História de um coração

História de um coração

Foi n´um deslumbrante e luminoso dia; na sala de anatomia; sobre a pedra glacial como um fardo qualquer, desnudo havia um corpo esbelto de mulher.

Encontraram-no além na via férrea; e ao lada daquele corpo moço; o crânio deprimido, donde deduzia ter sido certamente que aquela infeliz mulher, vítima de um acidente.

Esperaram ninguém o reclamou! Mandaram-no depois daquele trágico dia, como presente régio a douta academia.

Quando Guilherme entrou; ao velo disse rido. Que corpo escultural, que corpo esbelto e lindo! Que pernas, como são bem feiras, e olhava com volúpia aqueles rijos seios.... Rapazes venham ver que estátua magistral de uma Vênus de Nilo ou tanto original... E por mais singular que fato pareça, ela tem braços sim, mas falta-lhe a cabeça. Que pena um corpo assim ser destinado á vala!

Neste instante uma algazarra forte invadiu toda a sala. Todos queriam ver aquele corpo perfeito sem reverência alguma sem nenhum respeito; fazendo constatar com aquela algazarra forte a alegria da vida ou a tristeza da morte.

Silêncio, ai vem o professor! Neste instante com a fisionomia austera o mestre entrou; e detendo-se a frente e escolher entre instrumentos vários o que para cotar era mais necessário.

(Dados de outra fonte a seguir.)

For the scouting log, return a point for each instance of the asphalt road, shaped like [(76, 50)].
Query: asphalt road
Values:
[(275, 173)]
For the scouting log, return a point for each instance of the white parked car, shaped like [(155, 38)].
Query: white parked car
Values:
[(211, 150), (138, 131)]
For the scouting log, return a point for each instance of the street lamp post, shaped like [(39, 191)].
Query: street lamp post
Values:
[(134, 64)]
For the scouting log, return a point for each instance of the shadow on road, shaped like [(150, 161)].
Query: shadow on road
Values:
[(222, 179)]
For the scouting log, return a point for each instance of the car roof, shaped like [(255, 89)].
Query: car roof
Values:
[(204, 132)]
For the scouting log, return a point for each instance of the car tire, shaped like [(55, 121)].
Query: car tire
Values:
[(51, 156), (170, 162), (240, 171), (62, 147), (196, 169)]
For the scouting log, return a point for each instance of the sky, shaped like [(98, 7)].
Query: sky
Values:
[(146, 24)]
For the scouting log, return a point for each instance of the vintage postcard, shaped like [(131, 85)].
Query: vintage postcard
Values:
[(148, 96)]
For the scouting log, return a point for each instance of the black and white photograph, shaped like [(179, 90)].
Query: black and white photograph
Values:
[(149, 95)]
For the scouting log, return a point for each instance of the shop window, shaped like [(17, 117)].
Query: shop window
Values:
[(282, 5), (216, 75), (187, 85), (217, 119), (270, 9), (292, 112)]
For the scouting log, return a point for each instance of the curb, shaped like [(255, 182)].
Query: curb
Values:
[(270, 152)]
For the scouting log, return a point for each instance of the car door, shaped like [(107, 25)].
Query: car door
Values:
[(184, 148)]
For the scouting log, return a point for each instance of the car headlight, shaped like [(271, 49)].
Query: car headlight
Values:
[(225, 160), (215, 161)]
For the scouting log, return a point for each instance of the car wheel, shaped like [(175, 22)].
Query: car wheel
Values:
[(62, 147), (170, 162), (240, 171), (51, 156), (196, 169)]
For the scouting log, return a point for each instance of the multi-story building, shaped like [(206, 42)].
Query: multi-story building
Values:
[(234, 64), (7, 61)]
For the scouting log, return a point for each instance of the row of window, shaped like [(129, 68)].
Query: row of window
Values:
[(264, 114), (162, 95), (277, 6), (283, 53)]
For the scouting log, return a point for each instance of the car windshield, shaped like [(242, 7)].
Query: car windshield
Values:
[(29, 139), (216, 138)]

Afinal rodeado por toda estudantada. “VAMOS HOJE ESTUDAR O CORAÇÃO,” disse o velho sábio com a voz lenta e pausada. E o agudo bisturi enterrando no colo do alabastro, esgana os tecidos, os seios emurchecem. Estes homens impiedosos assim até parecem com lances tão brutais de fera canibais. E do professor as grandes mãos estranhas saúda com volúpia o fundo das entranhas, arrancando de lá com todo precaução todo rubro de sangue o pobre coração. Nas mãos do velho sábio ei-lo agora ocilando. Parte-o Guilherme ordena. O rapaz empunha-se na adestra a sorrir e pensar que aquele coração em breve irá cortar. Mas é que tremem as mãos os nervos não reagem para cortar o coração daquela desconhecida como se nele houvesse o palpitar da vida... Novamente tenta espedaçá-lo vai; mas de súbito o bisturi lhe cai! - Então, que tens? Pergunta-lhe o professor surpreso. Coisa estranha!... Enquanto que todos olham o pobre rapaz que cheio de emoção resolve não corta aquele coração. E a tarde ao regressar á casa pensativo; sem puder atinar porque motivo uma tristeza atrós no fundo da alma sente. E por acaso compra um jornal e ler amargurado. E vem saber desesperadamente que aquele corpo que retalharam guardava o coração de sua noiva ausente!